More to the point, to help the Bereaved recover, Craig thought. If making money eased that path, then he’d do all he could. Especially for one very special Bereaved.
Marybob dusted her hands together. “Yeah, sure. That’s good. But money’s the real bottom line here. You need it, I need it, and the Departed, well, you say they want to move on? Then this is
the price. Shouldn’t be too hard to get the Bereaved to ante up. Just have to play it right.”
Luke dropped the cookie. “What if the person—the Bereaved—doesn’t have a lot of money?”
“Don’t worry,” Joy said to Luke, although her words did little to erase the concern from his face.
“Not worried,” Marybob said.
Neither was Craig. At least, not about money.
Chapter 10
“A hundred dollars a pop should do it.” Marybob obviously had not needed much convincing about the dating service. She yanked a pen and petite notebook from her purse to jot down notes.
“A hundred dollars?
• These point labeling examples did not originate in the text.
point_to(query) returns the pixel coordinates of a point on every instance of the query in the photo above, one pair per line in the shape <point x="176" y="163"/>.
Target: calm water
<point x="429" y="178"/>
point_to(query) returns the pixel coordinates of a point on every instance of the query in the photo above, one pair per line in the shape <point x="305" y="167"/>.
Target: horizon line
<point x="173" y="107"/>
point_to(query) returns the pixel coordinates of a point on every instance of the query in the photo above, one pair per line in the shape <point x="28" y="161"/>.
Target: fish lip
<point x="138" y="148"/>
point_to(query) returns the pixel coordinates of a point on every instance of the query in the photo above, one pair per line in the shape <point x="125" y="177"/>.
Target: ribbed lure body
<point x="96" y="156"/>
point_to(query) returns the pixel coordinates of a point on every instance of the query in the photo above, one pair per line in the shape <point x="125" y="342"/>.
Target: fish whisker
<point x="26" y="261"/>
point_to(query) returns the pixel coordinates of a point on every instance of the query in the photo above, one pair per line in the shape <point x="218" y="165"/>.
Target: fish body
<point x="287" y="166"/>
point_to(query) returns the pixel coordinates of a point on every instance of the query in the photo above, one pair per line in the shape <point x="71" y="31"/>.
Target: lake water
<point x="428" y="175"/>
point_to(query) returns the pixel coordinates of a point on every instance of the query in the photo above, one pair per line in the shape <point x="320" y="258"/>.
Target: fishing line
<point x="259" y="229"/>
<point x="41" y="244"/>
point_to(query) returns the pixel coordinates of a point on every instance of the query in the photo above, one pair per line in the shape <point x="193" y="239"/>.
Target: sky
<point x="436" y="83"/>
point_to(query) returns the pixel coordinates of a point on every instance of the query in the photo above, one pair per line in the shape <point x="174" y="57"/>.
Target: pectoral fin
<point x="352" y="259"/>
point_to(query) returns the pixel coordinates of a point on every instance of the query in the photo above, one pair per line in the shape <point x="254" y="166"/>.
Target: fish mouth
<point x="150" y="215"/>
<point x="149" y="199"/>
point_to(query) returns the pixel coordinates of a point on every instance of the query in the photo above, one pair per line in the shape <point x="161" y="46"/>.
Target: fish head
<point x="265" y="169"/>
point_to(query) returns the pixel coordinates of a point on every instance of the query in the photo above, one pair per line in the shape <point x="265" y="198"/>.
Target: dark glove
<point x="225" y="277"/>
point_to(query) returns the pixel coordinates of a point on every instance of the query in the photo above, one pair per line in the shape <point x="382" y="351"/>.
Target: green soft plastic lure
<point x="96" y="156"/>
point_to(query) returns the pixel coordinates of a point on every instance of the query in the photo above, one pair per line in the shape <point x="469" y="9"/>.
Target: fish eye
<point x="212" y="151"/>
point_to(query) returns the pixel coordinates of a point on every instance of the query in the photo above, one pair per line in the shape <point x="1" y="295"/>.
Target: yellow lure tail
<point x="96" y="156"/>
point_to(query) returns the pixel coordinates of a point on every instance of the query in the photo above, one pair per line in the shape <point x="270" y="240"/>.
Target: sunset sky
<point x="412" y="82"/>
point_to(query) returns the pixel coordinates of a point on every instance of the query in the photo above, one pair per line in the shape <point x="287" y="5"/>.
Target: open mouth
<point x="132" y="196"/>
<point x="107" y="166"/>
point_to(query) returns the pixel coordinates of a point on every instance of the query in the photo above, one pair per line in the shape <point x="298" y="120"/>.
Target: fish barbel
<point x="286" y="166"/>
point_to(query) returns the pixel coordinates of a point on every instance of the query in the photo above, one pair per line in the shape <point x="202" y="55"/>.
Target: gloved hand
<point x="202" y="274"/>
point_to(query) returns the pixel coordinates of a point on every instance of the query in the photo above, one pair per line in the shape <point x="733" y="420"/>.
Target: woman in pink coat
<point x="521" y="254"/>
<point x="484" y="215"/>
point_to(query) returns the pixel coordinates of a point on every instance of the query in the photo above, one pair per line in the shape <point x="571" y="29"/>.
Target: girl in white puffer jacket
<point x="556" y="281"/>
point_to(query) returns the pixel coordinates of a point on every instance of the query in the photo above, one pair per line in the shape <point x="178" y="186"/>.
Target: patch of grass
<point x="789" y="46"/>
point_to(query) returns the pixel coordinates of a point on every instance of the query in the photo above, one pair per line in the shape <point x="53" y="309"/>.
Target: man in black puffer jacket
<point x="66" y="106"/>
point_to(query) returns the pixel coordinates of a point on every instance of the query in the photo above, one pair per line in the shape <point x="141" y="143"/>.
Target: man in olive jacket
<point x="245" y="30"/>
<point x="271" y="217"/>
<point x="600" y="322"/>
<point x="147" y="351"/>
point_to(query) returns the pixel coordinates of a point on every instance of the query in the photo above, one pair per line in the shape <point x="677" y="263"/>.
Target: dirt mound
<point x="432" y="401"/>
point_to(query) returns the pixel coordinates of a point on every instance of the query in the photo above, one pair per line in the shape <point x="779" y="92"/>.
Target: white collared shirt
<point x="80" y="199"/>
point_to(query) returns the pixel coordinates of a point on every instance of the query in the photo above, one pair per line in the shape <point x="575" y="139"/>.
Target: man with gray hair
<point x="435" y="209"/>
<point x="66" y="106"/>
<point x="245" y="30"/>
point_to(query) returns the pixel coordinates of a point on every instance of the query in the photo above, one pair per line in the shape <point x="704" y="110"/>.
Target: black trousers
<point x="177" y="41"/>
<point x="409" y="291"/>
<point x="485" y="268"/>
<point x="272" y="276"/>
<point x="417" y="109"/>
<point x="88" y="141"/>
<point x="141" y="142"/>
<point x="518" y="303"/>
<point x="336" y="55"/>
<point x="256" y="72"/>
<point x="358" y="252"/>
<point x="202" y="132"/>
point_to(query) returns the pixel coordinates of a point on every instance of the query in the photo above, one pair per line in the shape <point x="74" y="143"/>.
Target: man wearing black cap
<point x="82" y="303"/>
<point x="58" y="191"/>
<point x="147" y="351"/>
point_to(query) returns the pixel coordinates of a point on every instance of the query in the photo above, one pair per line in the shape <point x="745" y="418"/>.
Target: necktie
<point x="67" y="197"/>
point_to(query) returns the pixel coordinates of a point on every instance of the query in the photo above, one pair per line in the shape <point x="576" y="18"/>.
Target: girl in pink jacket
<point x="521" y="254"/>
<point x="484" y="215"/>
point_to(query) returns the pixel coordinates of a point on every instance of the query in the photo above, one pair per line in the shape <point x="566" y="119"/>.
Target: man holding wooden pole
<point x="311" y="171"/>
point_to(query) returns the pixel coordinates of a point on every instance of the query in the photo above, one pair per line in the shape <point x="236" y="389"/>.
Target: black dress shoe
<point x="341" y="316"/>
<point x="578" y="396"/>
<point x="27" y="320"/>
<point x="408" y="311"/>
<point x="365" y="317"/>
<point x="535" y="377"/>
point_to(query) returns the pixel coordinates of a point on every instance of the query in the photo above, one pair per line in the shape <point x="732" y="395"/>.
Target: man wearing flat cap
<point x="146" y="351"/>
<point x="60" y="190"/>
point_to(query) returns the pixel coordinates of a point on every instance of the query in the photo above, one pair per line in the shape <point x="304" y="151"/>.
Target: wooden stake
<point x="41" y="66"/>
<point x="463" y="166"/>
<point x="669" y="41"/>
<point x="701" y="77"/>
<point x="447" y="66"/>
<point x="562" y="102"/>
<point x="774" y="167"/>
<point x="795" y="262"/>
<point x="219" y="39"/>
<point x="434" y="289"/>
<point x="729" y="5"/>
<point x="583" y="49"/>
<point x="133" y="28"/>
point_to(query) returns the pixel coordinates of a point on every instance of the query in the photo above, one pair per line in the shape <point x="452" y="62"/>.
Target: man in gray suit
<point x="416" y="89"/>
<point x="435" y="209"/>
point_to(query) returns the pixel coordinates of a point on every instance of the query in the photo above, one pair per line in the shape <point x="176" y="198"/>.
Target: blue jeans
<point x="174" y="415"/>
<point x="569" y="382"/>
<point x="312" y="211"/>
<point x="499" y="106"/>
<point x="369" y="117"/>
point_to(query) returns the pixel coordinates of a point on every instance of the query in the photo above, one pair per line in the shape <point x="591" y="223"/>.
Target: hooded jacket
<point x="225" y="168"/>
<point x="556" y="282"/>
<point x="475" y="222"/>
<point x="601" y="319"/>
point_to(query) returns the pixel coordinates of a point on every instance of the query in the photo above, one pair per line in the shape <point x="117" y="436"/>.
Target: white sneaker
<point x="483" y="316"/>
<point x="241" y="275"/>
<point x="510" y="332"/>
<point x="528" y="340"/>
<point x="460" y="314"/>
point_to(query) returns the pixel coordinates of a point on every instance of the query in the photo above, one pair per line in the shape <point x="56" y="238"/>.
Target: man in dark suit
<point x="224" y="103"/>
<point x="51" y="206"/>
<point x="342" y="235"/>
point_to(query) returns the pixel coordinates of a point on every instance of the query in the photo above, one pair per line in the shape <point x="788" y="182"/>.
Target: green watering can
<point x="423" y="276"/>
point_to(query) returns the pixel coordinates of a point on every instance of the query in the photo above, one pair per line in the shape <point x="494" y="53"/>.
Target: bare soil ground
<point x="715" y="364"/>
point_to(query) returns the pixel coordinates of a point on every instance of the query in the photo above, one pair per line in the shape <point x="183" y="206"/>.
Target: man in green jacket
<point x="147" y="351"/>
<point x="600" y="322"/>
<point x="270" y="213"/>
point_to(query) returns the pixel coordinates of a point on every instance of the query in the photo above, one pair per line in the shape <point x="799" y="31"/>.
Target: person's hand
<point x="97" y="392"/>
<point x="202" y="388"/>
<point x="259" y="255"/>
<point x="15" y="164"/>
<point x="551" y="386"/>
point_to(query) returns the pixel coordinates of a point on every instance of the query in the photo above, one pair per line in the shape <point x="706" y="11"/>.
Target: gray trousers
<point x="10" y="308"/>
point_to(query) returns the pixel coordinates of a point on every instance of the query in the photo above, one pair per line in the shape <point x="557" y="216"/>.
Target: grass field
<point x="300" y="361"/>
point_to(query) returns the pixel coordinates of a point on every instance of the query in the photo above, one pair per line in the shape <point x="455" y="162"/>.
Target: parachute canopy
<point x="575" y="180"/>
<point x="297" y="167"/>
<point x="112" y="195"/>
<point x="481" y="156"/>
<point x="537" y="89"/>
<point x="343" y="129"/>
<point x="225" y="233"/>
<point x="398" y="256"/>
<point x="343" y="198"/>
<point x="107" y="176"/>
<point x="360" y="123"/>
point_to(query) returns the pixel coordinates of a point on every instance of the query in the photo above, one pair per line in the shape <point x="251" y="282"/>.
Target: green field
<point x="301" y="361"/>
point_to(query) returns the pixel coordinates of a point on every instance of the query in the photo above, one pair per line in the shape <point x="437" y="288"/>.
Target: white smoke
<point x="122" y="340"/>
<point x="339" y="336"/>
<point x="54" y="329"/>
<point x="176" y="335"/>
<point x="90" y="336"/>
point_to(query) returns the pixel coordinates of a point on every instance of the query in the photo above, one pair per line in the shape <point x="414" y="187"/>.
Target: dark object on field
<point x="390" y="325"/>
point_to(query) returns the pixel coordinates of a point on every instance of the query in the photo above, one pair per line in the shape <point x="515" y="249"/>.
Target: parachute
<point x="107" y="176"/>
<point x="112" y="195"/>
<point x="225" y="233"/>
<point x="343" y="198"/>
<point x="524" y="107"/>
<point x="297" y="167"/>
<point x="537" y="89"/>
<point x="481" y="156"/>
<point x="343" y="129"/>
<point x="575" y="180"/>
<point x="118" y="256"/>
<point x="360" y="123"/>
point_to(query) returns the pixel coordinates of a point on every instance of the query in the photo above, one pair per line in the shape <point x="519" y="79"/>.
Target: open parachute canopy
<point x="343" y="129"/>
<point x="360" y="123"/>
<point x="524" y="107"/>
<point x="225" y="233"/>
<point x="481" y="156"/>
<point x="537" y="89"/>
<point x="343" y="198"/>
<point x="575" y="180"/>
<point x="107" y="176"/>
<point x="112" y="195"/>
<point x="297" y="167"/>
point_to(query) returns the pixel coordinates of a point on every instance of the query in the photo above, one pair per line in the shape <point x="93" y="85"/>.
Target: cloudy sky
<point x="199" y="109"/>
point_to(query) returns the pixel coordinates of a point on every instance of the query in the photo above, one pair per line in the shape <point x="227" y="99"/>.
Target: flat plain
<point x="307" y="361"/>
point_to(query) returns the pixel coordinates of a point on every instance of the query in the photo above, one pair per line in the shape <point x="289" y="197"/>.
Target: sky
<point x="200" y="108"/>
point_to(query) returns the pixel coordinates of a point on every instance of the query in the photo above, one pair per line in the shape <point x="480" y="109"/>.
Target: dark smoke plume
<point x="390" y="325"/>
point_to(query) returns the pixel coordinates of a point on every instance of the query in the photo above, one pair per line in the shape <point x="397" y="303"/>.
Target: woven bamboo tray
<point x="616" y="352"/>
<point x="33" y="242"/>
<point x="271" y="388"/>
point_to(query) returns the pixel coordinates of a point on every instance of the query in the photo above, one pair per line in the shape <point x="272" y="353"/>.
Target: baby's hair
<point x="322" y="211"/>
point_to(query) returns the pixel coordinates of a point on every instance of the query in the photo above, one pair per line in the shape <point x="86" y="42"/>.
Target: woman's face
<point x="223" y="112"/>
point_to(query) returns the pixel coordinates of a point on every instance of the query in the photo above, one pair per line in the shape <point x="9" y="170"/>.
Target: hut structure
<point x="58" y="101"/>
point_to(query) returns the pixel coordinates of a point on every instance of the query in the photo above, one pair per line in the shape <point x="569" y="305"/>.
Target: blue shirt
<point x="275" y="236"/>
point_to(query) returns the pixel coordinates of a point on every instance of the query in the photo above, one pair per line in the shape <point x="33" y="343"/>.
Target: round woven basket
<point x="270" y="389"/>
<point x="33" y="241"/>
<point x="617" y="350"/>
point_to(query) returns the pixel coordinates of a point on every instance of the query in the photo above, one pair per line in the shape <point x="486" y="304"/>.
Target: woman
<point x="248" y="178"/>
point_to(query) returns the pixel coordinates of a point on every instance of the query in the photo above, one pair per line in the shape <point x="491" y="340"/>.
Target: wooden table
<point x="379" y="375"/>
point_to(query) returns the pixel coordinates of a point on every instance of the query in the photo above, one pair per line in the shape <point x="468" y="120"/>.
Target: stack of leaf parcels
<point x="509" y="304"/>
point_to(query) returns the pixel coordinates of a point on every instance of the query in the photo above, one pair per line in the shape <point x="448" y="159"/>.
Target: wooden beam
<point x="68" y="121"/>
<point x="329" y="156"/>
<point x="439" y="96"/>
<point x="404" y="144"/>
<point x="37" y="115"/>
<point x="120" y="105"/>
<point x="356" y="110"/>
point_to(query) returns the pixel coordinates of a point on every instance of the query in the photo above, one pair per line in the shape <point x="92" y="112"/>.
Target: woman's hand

That’s, like, a lot of money,” Luke said.
Marybob, not party to Luke’s distress, plowed on. “How about this: once we set up the match, we send a letter in the Departed’s handwriting telling the Bereaved to make out a check to the Dearly Departed Dating Service.”
“We can’t represent a letter as being written by a Departed if it isn’t,” I reminded her.
“Bosses of corporations do it—it’s called dictation.”
“When the person dictating is dead, it’s called fraud.” Although that did bring up an interesting conundrum: if people (like me) could actually interact with a person and convey their wishes, did it matter if they were dead or alive?
Marybob rolled her eyes. “Picky, picky. Okay, fine. We send a typewritten letter reminding the Bereaved they have benefited from DDDS and a little compensation, one hundred bucks, to be exact, would be appropriate. How’s that?”